Fall 2000, CSE 468:
Lecture 5 (Sep 6)
The notions of Alphabet, string, and language
Alphabet
An alphabet A is any (finite) set of symbols. Examples: {a,b,c},
the English alphabet {a,b,c,...,z}, the alphabet of digits
{0,1,2,...,9}, etc.
String
A string is a finit sequence of symbols of the given alphabet.
Examples: lambda (the empty string), a, ab, aba, etc.
String concatenation
If x and y are strings, then xy is the string obtained
by concatenating x and y (first x then y). Example:
if x = ab and y = bc, then
xy = abbc.
Length of a string
The length of a string x, which we will denote by |x|, is the
number of symbols occurring in x, counting the repetitions of the same symbol.
Example: |abbc| = 4.
Language
A language is any set of strings on the given alphabet.

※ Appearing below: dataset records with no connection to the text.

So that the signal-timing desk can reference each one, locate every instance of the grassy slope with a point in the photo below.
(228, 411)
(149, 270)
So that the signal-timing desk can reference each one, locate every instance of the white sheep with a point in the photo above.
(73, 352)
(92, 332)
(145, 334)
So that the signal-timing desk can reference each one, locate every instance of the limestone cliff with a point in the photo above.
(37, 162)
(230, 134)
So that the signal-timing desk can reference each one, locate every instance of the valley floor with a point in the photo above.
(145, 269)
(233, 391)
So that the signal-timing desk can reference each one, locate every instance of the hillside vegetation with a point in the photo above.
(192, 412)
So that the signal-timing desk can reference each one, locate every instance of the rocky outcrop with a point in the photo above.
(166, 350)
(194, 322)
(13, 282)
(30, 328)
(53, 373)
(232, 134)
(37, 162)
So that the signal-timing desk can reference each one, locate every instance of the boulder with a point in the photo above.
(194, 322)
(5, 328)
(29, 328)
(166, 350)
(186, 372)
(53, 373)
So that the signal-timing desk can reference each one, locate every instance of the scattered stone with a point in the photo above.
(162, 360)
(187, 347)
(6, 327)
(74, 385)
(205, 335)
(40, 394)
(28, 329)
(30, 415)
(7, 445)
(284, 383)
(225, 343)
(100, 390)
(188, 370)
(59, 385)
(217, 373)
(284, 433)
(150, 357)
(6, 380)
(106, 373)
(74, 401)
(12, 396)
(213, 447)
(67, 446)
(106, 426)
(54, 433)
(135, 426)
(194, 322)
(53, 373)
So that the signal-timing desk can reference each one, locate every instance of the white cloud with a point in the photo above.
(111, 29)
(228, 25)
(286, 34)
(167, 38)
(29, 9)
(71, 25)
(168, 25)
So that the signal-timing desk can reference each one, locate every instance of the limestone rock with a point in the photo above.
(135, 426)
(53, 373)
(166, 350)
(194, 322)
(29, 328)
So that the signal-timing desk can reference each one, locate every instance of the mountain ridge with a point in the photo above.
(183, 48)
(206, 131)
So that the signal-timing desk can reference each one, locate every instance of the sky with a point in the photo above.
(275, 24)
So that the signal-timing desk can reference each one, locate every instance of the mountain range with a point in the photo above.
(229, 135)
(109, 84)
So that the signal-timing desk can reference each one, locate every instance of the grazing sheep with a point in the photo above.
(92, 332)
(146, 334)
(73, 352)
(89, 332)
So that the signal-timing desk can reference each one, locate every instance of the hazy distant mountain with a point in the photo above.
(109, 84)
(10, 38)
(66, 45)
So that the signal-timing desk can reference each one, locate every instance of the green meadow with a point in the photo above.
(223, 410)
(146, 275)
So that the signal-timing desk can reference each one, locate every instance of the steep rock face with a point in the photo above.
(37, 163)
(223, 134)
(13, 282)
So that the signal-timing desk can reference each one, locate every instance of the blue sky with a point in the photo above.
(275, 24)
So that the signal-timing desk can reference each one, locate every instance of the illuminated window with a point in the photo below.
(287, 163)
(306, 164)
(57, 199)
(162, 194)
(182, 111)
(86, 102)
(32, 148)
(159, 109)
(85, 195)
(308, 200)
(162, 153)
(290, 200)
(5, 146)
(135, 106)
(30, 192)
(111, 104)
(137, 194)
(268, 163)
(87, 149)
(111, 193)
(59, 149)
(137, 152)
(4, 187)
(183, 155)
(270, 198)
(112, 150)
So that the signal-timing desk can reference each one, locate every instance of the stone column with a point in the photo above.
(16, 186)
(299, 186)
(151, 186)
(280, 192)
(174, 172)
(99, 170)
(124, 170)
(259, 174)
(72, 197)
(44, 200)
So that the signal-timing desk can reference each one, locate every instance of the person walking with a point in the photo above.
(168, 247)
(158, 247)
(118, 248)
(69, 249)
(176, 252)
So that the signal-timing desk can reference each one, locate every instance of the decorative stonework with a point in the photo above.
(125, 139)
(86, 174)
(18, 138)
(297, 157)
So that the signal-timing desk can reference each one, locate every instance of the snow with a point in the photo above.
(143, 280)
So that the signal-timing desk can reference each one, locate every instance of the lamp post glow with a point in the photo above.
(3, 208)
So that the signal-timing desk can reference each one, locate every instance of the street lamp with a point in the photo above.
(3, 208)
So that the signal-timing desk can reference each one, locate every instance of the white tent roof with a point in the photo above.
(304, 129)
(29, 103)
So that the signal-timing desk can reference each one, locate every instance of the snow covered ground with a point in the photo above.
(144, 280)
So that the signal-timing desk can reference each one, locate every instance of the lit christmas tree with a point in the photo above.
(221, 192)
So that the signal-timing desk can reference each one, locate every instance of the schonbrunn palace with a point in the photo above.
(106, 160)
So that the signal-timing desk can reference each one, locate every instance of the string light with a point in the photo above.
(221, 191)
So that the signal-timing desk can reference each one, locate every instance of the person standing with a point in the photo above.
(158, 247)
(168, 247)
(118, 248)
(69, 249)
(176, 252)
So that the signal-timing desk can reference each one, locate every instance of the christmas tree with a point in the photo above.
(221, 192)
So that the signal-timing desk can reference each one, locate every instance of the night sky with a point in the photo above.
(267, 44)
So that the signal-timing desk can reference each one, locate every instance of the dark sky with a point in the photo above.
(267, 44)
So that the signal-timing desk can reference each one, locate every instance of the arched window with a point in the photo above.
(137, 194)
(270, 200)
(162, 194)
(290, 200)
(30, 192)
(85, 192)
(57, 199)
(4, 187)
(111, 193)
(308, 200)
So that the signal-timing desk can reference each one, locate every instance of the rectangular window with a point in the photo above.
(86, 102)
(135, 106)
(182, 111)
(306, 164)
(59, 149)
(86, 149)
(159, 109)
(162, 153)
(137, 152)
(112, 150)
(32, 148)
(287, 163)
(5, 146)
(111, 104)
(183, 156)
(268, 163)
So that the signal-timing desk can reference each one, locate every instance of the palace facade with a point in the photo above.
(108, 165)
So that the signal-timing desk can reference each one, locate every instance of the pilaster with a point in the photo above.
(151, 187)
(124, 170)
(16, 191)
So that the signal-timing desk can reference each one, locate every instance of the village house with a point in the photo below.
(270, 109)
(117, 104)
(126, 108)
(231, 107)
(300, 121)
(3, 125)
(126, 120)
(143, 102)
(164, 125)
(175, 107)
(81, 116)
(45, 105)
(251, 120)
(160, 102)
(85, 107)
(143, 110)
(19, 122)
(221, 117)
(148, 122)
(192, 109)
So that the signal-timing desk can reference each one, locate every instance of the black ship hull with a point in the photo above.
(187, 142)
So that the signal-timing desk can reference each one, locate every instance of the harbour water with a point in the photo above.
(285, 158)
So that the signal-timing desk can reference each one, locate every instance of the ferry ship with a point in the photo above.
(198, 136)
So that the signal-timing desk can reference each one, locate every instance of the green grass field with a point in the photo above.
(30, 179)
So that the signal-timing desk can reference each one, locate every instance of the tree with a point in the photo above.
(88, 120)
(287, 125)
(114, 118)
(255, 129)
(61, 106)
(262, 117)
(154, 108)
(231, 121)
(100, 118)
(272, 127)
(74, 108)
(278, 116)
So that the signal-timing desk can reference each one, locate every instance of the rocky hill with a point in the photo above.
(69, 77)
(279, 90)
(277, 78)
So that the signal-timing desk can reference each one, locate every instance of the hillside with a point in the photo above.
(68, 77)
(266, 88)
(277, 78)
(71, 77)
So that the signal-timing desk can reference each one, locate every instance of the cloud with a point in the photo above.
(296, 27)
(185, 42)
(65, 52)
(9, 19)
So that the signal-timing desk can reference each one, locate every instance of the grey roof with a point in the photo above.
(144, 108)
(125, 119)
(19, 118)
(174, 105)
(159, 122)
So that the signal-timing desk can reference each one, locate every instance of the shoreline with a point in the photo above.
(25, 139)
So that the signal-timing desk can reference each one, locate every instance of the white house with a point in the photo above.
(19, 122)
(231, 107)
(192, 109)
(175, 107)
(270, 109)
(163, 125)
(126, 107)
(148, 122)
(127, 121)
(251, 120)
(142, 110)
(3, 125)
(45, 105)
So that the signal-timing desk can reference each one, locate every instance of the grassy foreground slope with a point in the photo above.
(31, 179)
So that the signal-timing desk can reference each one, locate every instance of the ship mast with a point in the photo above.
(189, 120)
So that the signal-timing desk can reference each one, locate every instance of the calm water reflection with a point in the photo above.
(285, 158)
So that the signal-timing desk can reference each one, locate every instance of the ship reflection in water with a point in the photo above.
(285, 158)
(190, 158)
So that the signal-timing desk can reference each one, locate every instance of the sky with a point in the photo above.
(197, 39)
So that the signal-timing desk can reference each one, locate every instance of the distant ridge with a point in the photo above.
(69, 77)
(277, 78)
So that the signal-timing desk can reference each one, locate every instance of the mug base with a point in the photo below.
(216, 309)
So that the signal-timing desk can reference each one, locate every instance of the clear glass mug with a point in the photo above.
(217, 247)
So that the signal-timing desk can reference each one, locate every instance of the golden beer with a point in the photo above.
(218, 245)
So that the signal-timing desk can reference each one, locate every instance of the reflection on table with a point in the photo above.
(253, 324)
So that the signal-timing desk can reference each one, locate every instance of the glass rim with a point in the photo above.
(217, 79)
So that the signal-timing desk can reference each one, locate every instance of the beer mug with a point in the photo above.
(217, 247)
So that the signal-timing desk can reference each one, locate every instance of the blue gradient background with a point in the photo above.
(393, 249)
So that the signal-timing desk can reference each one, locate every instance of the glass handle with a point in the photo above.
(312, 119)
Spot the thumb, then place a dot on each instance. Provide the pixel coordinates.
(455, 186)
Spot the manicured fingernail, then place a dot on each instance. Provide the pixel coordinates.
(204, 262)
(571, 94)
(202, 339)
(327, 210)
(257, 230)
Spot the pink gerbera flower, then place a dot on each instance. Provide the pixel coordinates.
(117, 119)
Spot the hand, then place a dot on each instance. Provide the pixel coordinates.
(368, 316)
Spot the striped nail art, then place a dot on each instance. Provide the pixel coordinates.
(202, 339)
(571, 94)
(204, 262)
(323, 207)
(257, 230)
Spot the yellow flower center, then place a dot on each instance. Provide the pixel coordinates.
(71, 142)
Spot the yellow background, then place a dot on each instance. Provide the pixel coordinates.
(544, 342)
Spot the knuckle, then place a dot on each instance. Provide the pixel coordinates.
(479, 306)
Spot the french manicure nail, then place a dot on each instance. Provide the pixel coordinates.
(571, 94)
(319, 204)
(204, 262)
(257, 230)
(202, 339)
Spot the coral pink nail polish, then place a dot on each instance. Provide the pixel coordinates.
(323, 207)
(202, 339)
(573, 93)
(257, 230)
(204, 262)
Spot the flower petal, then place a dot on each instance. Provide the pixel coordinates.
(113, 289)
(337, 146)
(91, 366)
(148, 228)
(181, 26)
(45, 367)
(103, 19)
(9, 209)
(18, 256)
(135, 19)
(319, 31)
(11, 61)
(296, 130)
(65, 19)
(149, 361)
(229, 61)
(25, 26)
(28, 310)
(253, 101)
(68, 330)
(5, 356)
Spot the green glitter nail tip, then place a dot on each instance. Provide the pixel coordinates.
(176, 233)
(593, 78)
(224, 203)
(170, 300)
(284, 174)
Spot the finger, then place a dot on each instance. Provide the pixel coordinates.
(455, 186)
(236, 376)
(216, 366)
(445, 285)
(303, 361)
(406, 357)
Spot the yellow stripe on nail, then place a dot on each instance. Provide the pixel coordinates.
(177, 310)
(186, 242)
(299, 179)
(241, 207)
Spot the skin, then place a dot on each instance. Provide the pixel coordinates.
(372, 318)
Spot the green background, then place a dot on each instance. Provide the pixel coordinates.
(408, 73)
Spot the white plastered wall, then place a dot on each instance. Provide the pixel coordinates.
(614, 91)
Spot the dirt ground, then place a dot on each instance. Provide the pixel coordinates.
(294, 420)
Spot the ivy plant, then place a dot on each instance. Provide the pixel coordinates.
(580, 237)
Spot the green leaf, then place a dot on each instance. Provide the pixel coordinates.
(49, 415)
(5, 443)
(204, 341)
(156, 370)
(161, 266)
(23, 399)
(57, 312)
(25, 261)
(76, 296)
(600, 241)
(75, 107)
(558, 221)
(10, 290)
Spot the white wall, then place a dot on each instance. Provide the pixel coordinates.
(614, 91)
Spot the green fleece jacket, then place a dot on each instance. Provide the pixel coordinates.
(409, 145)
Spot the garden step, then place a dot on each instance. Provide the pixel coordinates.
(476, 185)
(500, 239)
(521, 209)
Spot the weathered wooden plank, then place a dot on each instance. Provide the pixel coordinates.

Example:
L = {lambda, a, ab, abcaa}.
Language concatenation
If L1 and L2 are languages,
then we define
L1L2 = {x1x2 |
x1 is in L1, x2 is in
L2}
Exponential and Kleene's star
The exponential is defined inductively (or recursively) in the following way
L0 = {lambda}
Ln+1 = LnL
Note that the concatenation is associative, hence we could have
equivalently defined Ln+1 = LLn.
The star is defined as follows
L* = the union of all Ln for n greater than or equal to 0
Sometimes we want to exclude L0 from this construction,
therefore we define also
L+ = the union of all Ln for n greater than or equal to 1
Note that the set of all strings in a alphabet A is A*.
Definition of languages
The first part of the course will focus
on the formal definition of languages (i.e. the formal specification of
a particular language as a particular set of strings), the
study of properties of a language, and the recognition of
the strings of a language.
We will start with the class of regular languages, which are rather simple
from the point of view of definition and recognition,
but yet interesting, in the sense that they can be infinite
and can contain strings of arbitrary length.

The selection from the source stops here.